For some reason I did not feel safe in myself enough to board the plane once the flight was called and I came to the conclusion that the plane was going to crash.  I did not communicate this fear with anyone.  Instead I determined that I did not want to get on a plane that was going to crash, so I got my suitcase together and asked the airplane attendant if I could check my bags on the plane but not board the plane myself.  For some unknown reason, the contents of my suitcase were of paramount importance.  I recall a navy suit that I had packed and feeling like that suit should reach a friend who I was going to see in Chicago.   The label on the suit became extremely important at the time – it was an Evan Picone double-breasted navy wool suit.  The airport personnel immediately got suspicious and asked me why I was putting my suitcase on the plan and asked me to move away from the plane with them.  When I refused, the safety patrol man exerted more force and tried to get me to go with him.  In my fears, I turned to run down the runway away from the scene of the fears and ran completely down the airport runway up into a stand of pines, one shoe flying off in the process and resting in the snowy runway.  I recall exactly what I was wearing – a plaid pleated wool skirt in muted tones, a long sleeve silk blouse and a double breasted woolen gray or taupe sweater.  I don’t recall a coat or over-coat.   The safety patrolmen at the airport followed me into the woods with snow all around and made a chair with their arms for me to sit on.  I was in some stage of delirium and thought they were providing me some sort of throne to safety. 

Instead the next thing I knew I was being handcuffed to the backseat of a patrol car with the patrol lights flashing blue and white and was being escorted to the police station down the road.  When I arrived at the police station I kept telling the police that I was a Senior and straight A student at Ivy College and they must have made some mistake.  On the walls there were pictures of wanted criminals – I kept trying to figure out what the pictures meant.  There were three pictures:  a young woman who I thought looked like Ayn Rand, a man with a long beard who looked in my state to be like a long-haired Jesus and one other picture of a youngish man whose face I cannot recall.  What I do recall is feeling like a criminal and being treated like a criminal until a kind policeman named Michael started to ask me questions.  Once I started to talk with Michael I began to calm down.
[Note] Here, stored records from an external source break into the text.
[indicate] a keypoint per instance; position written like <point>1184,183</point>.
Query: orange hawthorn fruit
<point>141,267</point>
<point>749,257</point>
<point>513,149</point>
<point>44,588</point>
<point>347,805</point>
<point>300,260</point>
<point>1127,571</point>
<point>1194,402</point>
After what felt like days of swirling and runaway thoughts and a myriad of questions, the police finally called my family and called the school clinic and I was escorted there.  Soon after, several of my college roommates arrived to be with me while the admission process continued.  After talking briefly with the clinic staff, I was transferred to the local hospital’s Psychiatric Unit. 

Within the next few hours my parents arrived in town and tried to begin to make sense of what had happened.  I recall my parents visiting me in the hospital mostly my Dad whose anxiety I could sense was through the roof.  Within a couple of days, we made arrangements to go back home to Augusta, Georgia.  I unenrolled from classes and moved back home to live with my parents for the spring and summer of 1985.  No one was sure yet if this was a temporary reaction to stress as a Senior and as a Senior thesis writer or the beginning of a lifelong behavioral health diagnosis and challenge.